O, Arya Ananda! Ketahuilah, jika si pemuja dapat melihat sinar hidup yang hanya dari satu pori saja, sama saja dengan mereka melihat sinar hidup yang suci dan menakjubkan dari para Buddha di 10 penjuru! Karena itu, Sang Bodhisattva yang memiliki sinar hidup itu disebut “Anantavamprabha” (sinar hidup tanpa batas)! Beliau selalu menggunakan “Cahaya Kebijaksanaan” untuk menerangi badan para makhluk sengsara supaya mereka dapat cepat meninggalkan tiga alam kesedihan. Karena daya kekuatan dari “Cahaya Kebijaksanaan”-Nya demikian hebat, maka Bodhisattva tersebut dinamakan “Mahasthamaprapta (Memperoleh Kekuatan Dahsyat)! Pada mahkota surgawi-Nya terdapat 500 bunga mestika.
Setiap bunga mestika ditopang oleh 500 takhta mestika. Juga, bumi-bumi yang sangat suci dan luas dari para Buddha di 10 penjuru, terlihat di dalam takhta mestika itu, sungguh megah dan menakjubkan! “Usnisa” di atas kepala-Nya seperti bunga padma yang belum mekar tetapi berwarna kemerah-merahan, dan di atas “Usnisa” itu terdapat sebuah “Kundika” (botol surgawi) mestika yang penuh cahaya di dalamnya, dapat memperlihatkan gambaran para umat suci sedang mengadakan kebaktian di dalam sinar cahaya itu. Tetapi tanda-tanda bagus lainnya dari seluruh badan-Nya tidak berbeda dengan Bodhisattva Avalokitesvara! Jika Bodhisattva tersebut mengayunkan langkahnya, bumi-bumi bergempa, getarannya meliputi seluruh dunia di 10 penjuru!
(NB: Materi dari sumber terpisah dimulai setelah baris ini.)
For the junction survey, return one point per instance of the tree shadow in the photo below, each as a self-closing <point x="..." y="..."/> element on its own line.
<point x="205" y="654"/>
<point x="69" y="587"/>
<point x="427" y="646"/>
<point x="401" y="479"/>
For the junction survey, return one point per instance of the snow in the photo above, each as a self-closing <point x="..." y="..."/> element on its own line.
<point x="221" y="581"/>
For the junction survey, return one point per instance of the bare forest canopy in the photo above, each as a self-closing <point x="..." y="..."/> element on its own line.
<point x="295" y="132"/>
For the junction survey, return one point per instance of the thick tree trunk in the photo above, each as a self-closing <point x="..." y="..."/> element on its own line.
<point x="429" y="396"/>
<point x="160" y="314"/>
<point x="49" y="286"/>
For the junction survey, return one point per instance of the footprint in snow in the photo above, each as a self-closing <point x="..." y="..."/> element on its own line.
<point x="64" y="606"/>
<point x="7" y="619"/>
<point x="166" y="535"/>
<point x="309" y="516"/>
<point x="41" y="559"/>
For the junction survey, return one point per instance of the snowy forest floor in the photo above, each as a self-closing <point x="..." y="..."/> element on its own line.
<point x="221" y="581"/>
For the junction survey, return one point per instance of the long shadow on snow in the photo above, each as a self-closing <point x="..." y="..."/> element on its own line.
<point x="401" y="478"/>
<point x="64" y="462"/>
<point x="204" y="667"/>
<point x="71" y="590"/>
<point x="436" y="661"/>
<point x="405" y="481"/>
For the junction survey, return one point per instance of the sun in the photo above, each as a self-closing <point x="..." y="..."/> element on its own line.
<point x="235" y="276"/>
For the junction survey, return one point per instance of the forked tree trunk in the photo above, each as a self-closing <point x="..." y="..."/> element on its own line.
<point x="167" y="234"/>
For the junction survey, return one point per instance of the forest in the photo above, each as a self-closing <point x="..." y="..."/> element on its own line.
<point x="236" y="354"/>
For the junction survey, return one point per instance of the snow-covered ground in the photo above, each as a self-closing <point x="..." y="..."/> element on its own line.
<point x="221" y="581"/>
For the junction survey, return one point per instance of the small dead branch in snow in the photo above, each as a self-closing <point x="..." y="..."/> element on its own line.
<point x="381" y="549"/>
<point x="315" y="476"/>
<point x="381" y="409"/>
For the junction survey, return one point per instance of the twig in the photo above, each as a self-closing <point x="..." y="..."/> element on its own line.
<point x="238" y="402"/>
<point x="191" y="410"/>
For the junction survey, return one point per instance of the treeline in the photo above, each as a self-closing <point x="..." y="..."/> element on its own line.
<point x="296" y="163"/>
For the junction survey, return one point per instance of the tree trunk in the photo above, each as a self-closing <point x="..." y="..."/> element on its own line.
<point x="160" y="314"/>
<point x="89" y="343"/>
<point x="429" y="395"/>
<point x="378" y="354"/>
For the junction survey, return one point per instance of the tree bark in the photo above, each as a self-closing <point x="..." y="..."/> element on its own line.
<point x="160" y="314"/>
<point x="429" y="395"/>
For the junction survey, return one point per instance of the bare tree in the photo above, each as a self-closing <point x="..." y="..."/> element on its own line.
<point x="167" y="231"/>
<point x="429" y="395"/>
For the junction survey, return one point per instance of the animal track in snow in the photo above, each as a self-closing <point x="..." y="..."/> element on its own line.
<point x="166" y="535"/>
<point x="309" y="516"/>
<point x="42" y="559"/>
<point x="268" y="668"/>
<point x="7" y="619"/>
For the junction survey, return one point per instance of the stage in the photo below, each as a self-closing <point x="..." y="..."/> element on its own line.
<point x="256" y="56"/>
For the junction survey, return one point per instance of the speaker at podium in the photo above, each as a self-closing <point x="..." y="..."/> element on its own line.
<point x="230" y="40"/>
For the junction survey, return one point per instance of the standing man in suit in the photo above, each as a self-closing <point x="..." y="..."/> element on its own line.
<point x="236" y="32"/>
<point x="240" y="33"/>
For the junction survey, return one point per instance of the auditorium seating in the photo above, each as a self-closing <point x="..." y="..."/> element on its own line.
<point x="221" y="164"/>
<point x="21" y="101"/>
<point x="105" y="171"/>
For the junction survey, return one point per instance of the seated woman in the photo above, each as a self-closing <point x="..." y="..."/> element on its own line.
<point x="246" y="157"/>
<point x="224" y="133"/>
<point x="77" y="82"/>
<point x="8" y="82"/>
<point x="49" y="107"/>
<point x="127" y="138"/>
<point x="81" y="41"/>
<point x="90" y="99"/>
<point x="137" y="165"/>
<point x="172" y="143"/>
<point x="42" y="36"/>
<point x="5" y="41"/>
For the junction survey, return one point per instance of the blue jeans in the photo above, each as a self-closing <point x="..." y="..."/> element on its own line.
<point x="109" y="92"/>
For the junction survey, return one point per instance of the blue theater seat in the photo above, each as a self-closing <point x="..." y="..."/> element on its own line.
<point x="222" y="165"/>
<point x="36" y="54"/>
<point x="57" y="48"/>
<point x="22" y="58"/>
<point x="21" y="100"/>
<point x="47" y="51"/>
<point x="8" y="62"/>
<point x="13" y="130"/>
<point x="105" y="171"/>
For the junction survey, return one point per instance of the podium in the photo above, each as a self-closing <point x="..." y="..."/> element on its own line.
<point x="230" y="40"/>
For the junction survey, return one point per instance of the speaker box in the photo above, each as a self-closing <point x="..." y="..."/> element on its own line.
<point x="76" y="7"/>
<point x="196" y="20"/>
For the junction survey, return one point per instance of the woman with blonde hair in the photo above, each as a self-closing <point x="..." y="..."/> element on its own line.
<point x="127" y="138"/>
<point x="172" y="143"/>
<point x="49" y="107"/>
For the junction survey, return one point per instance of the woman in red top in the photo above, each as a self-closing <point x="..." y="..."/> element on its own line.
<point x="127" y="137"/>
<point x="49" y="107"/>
Pada tempat yang bergetar itu tumbuhlah 500 koti bunga mestika, indah, megah, agung, membuat bumi-bumi itu seperti alam Sukhavati! Jika Bodhisattva itu hendak duduk di takhta-Nya, bumi-bumi dari 7 mestika juga bergoncang. Goncangan itu meliputi alam Buddha di bagian bawah yaitu negeri Buddha Suvarnaprabha hingga bagian atas dari negeri Buddha Prabhasaraja. Di antara dua alam Buddha tersebut terdapat “Nirmanakaya” (Badan Penjelmaan) dari Buddha Amitayus, Bodhisattva Avalokitesvara serta Bodhisattva Mahasthamaprapta, jumlah “Nirmanakaya”-Nya tak dapat diperkirakan, semuanya berkumpul di alam Sukhavati dan duduk bersila di atas takhta teratai yang penuh sesak mulai di atas bumi hingga angkasa, berkhotbah Dharma luhur untuk menyelamatkan para makhluk sengsara. Metode tersebut disebut “Vipasyana Bodhisattva Mahasthamaprapta” juga dinamakan vipasyana kesebelas.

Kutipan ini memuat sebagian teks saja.